Elle rassemble de nombreux industriels d’art, artistes et architectes qui souhaitent améliorer le cadre de vie de leur époque par l’emploi de formes et techniques nouvelles.
La volonté de modernité, le souci d’un développement industriel mais aussi l’inspiration de la nature sont au cœur de ce mouvement qu’il est parfois difficile de décrire, tant ses résultats sont variés.
L’association de l’École de Nancy ou Alliance provinciale des industries d’art fut créée le 13 février 1901. Elle se définit dans les statuts comme une sorte de syndicat des industriels d’art et des artistes décorateurs.
Un souci particulier est apporté à la formation des ouvriers d’art et collaborateurs, nécessaire pour le fonctionnement des entreprises.

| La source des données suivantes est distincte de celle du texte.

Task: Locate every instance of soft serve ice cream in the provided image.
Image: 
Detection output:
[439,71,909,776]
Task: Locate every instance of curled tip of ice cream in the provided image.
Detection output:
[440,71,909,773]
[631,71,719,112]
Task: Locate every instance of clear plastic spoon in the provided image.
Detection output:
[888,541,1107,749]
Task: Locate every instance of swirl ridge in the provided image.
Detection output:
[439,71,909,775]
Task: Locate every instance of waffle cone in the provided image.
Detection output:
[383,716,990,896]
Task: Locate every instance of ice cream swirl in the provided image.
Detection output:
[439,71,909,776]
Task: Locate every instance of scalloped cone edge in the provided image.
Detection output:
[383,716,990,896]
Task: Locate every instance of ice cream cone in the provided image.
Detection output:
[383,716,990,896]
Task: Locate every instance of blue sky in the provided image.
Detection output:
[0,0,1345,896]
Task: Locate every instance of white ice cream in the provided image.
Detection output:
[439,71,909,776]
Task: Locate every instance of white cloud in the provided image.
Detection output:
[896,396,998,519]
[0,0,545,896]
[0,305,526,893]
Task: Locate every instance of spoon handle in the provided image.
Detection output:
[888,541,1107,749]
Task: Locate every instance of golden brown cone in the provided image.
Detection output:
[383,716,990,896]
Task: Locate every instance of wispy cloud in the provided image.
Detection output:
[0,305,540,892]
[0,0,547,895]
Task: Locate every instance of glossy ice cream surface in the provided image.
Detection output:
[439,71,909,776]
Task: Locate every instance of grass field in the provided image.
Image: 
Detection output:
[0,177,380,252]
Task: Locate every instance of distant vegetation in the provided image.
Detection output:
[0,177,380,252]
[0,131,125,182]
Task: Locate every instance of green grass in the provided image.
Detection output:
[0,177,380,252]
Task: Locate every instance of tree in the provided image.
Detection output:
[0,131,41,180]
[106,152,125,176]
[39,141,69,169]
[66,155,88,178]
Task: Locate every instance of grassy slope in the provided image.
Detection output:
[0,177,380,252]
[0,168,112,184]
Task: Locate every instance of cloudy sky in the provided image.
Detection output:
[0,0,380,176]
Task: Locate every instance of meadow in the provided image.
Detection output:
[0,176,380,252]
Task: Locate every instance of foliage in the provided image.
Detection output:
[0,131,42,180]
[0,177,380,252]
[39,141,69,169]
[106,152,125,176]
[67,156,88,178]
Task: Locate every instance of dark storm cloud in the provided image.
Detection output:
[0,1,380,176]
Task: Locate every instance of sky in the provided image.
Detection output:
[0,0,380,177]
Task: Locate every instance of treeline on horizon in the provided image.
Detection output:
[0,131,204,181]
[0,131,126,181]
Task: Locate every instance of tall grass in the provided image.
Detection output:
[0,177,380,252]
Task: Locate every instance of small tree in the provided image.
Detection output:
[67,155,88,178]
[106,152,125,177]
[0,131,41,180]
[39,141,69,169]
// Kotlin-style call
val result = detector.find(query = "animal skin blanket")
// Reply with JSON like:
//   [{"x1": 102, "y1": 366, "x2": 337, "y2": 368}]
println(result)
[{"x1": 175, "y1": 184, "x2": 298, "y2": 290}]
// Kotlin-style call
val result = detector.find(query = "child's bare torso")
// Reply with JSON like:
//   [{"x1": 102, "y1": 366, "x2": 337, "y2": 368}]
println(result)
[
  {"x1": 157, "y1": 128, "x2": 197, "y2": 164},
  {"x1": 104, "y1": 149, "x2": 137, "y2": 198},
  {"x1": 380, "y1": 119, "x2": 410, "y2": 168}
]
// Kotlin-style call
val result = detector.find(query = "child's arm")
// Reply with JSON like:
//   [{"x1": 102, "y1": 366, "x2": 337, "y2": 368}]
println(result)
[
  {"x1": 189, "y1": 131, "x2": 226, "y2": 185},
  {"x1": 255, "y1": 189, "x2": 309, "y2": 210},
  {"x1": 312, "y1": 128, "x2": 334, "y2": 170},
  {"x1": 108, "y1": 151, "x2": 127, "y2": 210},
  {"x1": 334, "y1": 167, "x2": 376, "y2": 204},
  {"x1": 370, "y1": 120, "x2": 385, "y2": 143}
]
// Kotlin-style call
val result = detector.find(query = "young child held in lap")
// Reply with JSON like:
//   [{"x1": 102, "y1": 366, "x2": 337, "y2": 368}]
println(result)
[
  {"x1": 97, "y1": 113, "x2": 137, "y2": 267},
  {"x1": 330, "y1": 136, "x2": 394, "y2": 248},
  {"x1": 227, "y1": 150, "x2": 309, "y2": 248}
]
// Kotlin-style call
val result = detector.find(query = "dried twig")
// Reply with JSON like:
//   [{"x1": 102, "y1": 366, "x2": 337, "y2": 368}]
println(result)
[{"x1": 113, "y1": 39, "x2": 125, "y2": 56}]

Elle était dominée par un groupe d’artistes travaillant dans le même sens et partageant un certain nombre d’idéaux, esthétiques notamment.
Les ateliers de Gallé, Majorelle, Daum, Vallin, le Verre Français, Vessière, mais aussi d’autres plus modestes, ont tous contribué à l’essor de l’Art nouveau nancéien.
Partez à la découverte des outils et processus de création, des innovations techniques et moyens de diffusion qu’elles ont alors mis en œuvre.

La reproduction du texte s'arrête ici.